The buoyancy of the attitude I carried today piloted my decision to try something new. I had a fulfilling night’s hangout with a few colleagues after work to celebrate the arrival of my new car. It was my brother’s and he passed it on to me. So technically it’s not new.
Even though I run out of new ideas, I decided to drive through town without any particular place in mind. I made a few random stops, took some selfies and begun to stress eat. I was tired already because I retired very late to bed. Just when I decided to make a U-turn home, I heard a deafening noise that caused me to experience a total blackout in my thoughts. The air that filled my car tyre had just vacated its premise of abode.

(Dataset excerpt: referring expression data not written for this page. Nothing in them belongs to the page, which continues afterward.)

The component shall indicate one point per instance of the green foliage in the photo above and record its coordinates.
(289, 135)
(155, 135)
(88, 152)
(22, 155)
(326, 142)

Beads of sweat gathered at my forehead and I began to pant heavily. My hands and feet trembled in unison as I skidded off the road. Grace me! no cars were approaching. I slowly drove to the bus stop, parked and heaved a sigh of relief. Amazingly, I didn’t know what to do. I left home without my purse and I was out of airtime: all I had was data!
But I snapped out quickly. “This shouldn’t ruin my day”, I thought.
I found myself drenched in sweat from the indefensible rays of the sun while I tried to bargain for a reduction in the unremitted taxi fares to my end. Just then, the thought bounced again – to try something new. At least, I still had the rest of the day to myself. I’m my own boss. But just when I thought my day wasn’t getting any better, guess who popped out of the blue? – Ophelia! (a friend).
After narrating my ordeal, we laughed till we were cracked up then she spiced up my day. She asked if I had ever experienced internet taxi booking in Ghana. I was lost. I said amidst laughter “internet taxi booking, where? here? In Ghana?”. Without answering, she got onto her phone and booked a taxi online (Uber) just as it’s done in Vancouver. Impressing! Within 5 minutes, our Uber arrived.
I engaged the driver in a casual conversation. He is Jeff Mintah. He is an evening student of the University of Professional Studies (UPS). During the day, Jeff is a professional taxi driver and a student at night.
He was neatly dressed. He wore a well-pressed sky blue slim fit shirt, discreetly tucked into a regular jeans pant. His hair was neatly trimmed and his side burns were sharply shaped.
Uber are trendy now. It comes with full air-conditioned private car, unlike the regular taxis we know.
Jeff said: “The swag it comes with is, you don’t go around looking for customers, customers look for you by booking on-line. It’s easy to track. The system registers everything. You cannot attack or abuse your customers because you are being monitored”.
Speaking on the charges, Jeff said: “The system calculates your fare for you. It’s not like the regular taxis that tell you any amount to pay as a taxi fare. With Uber, it’s different. I took someone from here (Independence Avenue) to Sowutuom and all he had to pay was twenty cedis. That’s the right fare you’re supposed to pay but a regular taxi driver will charge at least GH¢50.”
I can testify to this fact because the charges are very moderate. I booked from the World Trade Centre in Accra to the Independence Square using the Movenpick road, through to Temastation then to the Independence Square, even with the traffic that hit us on that road, the system calculated my fare as GH¢5 only. I expected more but I was charged less.
Jeff speaks very good English. He sounds brilliant. On an average, he makes a minimum of GH¢500. He receives tips from some customers as well. The job is very lucrative. I bet I’m going to apply for it one of these days. Just to give it a try. As it turned out to be, my day wasn’t really bad after all. I tried something new.
So, when you find yourself stuck in the middle of nowhere, or you just want to chill out in the AC of a cab, then get onto your phone and book for an Uber. Set your location and destination and you’ll get to see your driver’s picture and vehicle details, and oh! you can track their arrival on the map. It’s that simple! This week, try something new.